[SAINTE-BEUVE ET LE FÉMINISME]

Il faut s'entendre d'abord sur les définitions. J'appelle «féminisme» ce mouvement d'esprits qui a pour objet, plus ou moins lointain et aussi plus ou moins précis, d'établir, non pas l'uniformité, ce qui serait absurde, mais l'égalité ou une quasi-égalité entre les deux sexes, égalité d'instruction, égalité de droits, égalité d'accès aux métiers, arts et fonctions.

J'appelle «féminisme», par conséquent, tout l'ensemble de tous les efforts que l'on fait ou que l'on pourra faire pour élever moralement et intellectuellement la femme au niveau de l'homme moyen, et même un peu plus haut, ce qui ne serait peut-être pas impossible.
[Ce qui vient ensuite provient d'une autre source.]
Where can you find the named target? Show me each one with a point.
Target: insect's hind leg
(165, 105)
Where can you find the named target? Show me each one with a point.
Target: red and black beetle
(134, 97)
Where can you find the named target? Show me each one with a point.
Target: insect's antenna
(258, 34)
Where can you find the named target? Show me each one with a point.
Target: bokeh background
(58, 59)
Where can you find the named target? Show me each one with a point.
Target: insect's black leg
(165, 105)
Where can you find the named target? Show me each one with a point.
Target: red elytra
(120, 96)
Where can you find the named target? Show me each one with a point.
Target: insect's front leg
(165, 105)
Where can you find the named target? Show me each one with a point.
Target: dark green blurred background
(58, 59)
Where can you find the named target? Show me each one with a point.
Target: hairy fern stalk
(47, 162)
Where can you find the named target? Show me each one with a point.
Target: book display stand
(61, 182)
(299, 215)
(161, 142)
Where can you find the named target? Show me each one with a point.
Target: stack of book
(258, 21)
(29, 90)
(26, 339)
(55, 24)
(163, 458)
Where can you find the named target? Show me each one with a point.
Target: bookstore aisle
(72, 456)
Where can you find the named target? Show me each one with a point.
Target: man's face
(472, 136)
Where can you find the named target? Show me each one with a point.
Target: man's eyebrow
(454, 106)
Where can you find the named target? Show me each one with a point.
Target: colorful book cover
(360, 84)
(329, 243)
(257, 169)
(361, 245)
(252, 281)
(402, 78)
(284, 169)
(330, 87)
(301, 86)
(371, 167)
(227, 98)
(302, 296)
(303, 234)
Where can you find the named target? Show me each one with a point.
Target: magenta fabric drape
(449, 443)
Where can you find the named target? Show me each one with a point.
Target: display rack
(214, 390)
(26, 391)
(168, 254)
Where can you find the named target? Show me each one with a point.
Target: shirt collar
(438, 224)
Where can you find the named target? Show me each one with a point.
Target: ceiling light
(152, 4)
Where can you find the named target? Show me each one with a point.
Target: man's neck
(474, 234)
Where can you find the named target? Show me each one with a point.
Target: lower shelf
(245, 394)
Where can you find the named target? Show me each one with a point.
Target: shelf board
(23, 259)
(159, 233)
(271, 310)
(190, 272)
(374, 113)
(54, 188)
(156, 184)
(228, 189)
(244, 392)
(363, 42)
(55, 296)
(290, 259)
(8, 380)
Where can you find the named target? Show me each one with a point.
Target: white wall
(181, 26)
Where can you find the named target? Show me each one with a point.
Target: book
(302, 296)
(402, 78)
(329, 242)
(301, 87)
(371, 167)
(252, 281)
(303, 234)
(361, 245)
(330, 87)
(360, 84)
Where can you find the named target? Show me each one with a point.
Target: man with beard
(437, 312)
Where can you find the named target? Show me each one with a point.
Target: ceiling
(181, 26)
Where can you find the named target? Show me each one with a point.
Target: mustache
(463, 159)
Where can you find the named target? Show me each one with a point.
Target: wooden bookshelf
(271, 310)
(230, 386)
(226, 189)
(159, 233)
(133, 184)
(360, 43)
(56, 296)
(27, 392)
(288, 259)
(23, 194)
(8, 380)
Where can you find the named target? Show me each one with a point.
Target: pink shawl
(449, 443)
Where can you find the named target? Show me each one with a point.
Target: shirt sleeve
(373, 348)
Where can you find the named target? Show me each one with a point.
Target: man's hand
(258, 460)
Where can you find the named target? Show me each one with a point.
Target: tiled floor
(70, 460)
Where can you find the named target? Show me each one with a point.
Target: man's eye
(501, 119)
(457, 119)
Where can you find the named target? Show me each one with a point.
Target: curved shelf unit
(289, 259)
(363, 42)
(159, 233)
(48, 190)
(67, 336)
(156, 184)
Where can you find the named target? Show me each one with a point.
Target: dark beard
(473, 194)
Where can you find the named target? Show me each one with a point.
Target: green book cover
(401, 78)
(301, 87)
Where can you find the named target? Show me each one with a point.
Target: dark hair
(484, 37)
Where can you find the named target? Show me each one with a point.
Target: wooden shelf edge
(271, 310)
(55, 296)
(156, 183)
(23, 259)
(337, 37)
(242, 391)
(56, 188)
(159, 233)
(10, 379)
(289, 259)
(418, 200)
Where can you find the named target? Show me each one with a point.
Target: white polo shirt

Et j'appelle féminisme enfin, par conséquent, ce qu'on n'a pas assez vu qu'il est au fond, une insurrection, une saine et excellente insurrection de la femme, non pas contre l'homme, mais contre elle-même, contre ses propres défauts, contre les défauts qu'elle ne laisse pas d'avoir assez naturellement et que, par certains calculs plus ou moins conscients, les hommes ont, depuis des siècles, très complaisamment cultivés, entretenus et développés en elle. La femme faible de cœur et de pensée, frivole, coquette, aimant les hommages, lesquels sont d'agréables insultes, folle de toilette, et de talents d'agrément, ne songeant qu'à plaire depuis quinze ans jusqu'à quarante-cinq, n'ayant d'autre pensée que de séduire et d'être, non pas même aimée, mais courtisée, et composant dans cet esprit sa vie tout entière; c'est contre cette femme-là qu'un certain nombre de femmes, dans les deux mondes, se sont insurgées; c'est cette femme-là qu'elles n'ont plus voulu être, c'est le contraire de cette femme-là qu'elles ont voulu devenir, et c'est cela même qui est le fond du féminisme.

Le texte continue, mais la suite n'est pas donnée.